Infill brick panels introduced in the ‘70s were removed and windows reinstalled. Dropped ceilings were removed to reveal 15-ft. ceilings, barrel vaults, and column capitals. The hardwood and terrazzo floors were uncovered and refinished. Original light fixtures were refurbished. Stained glass windows were refurbished and reinstalled behind a protective layer of laminated glass.
Great care was taken to ensure that the renovated facility would function at today’s environmental standards. Updated lighting fixtures, replicating the original 1920’s fixtures, were installed in areas where the original fixtures were either missing or beyond repair.
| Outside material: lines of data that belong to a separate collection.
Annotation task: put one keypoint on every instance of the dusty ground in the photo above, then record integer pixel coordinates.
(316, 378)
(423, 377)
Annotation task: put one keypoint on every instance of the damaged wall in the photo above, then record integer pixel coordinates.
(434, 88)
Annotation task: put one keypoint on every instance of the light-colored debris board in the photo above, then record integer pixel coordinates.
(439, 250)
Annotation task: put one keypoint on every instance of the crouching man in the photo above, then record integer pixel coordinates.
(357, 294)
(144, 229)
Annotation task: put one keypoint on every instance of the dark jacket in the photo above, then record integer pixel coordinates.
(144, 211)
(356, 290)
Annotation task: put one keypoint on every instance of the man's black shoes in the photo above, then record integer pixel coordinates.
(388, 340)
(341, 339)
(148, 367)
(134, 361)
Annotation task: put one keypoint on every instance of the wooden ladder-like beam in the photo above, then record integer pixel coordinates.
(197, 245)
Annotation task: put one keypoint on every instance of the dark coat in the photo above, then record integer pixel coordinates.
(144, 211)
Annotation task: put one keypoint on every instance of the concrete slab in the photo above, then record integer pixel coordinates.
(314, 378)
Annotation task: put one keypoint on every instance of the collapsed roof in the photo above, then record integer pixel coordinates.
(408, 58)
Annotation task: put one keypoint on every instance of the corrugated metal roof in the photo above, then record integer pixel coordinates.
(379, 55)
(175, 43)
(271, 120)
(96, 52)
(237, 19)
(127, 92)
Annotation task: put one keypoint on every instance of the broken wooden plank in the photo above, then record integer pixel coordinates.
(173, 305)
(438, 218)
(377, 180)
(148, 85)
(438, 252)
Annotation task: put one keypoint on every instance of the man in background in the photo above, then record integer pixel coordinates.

The ceilings in some cases were slightly lowered for the sake of energy efficiency.
Items such as exposed ductwork to meet the air conditioning needs were introduced into the buildings with great care. Computer datalines were installed in existing walls and ceilings. We went through annuals from the ‘30s and ‘40s and talked to people who went there, Wilder said, in an effort to effectively return the high school to its former glory.
New wooden seats replaced the existing plastic auditorium chairs. The red and black plastic never worked and were out of place with the restored grandeur of the auditorium and the stained glass windows, said Cathy Valdes, speaking of her favorite part of the renovation project.
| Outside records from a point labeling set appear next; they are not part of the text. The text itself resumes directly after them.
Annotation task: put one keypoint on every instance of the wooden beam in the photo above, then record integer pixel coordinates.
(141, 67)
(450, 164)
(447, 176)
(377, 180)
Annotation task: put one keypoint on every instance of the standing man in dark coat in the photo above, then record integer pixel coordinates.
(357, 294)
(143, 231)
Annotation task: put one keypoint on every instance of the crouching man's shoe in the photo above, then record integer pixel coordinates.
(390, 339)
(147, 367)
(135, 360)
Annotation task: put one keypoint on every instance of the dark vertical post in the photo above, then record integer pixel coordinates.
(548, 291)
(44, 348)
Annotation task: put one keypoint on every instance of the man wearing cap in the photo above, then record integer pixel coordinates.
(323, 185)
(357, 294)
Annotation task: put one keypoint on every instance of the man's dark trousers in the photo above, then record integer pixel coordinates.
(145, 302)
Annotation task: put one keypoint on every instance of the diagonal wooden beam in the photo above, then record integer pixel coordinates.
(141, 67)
According to School Board Member Jack Lamb, PhD, The community and the 1,500 people in attendance at the rededication of Hillsborough High School were so pleased that we restored the building to one of the finest school buildings in the United States. According to Cathy Valdes, Everyone is absolutely elated with the outcome, it is so evident that the school holds such a strong place in the community and the enrichment of it’s students’ experience. I hope that today’s students begin to feel that they are part of that rich history, Valdes said.
The school’s transformation may be best expressed in the words of former student, Beverly Chambers. As a graduate of the Class of ’58, I had only visited my alma mater once a few years back, and at that time was extremely disappointed on how much it had changed over the years. The beautiful landscaping was a mass of trailers, the halls had metal doors and cased-in windows, corridors were closed off, and it wasn’t the school I so fondly remembered… Then while visiting friends in Tampa, I was asked to attend the [Hillsborough High] dedication. Oh, my goodness, my school was back! I can not believe the transformation that was performed!
The project was awarded an Honor Award for Architecture by AIA Tampa Bay for Historic Renovation. Jury members commenting that the architect had an understanding of the original intent and rigor of this building and embraced the corrected features with a contemporary relevance simultaneously with a historical relevance…the building is more like the original and more like a contemporary building at the same time. Jury members went on to applaud the entire project team stating the Award was an honor for the school board as much as the architect for their ability to devote resources and time to this building.
In the words of Larry Wilder, AIA, when the renovations were completed, the building sighed.
- 172,458 renovated square feet
- 1,500 light fixtures replaced
- 4,500 gallons of paint applied
- 31,788 square feet of original terrazzo refinished
- 41,415 square feet of wood flooring refinished
- 16,000 square feet of brick removed from original window openings
- 840 new windows installed
- 950 wood auditorium seats installed
- More than 100,000 square feet of acoustical tile removed
- 80,000 square feet of ceiling tile replaced
The complete renovation totaled $16.9 million and was completed over 3 years.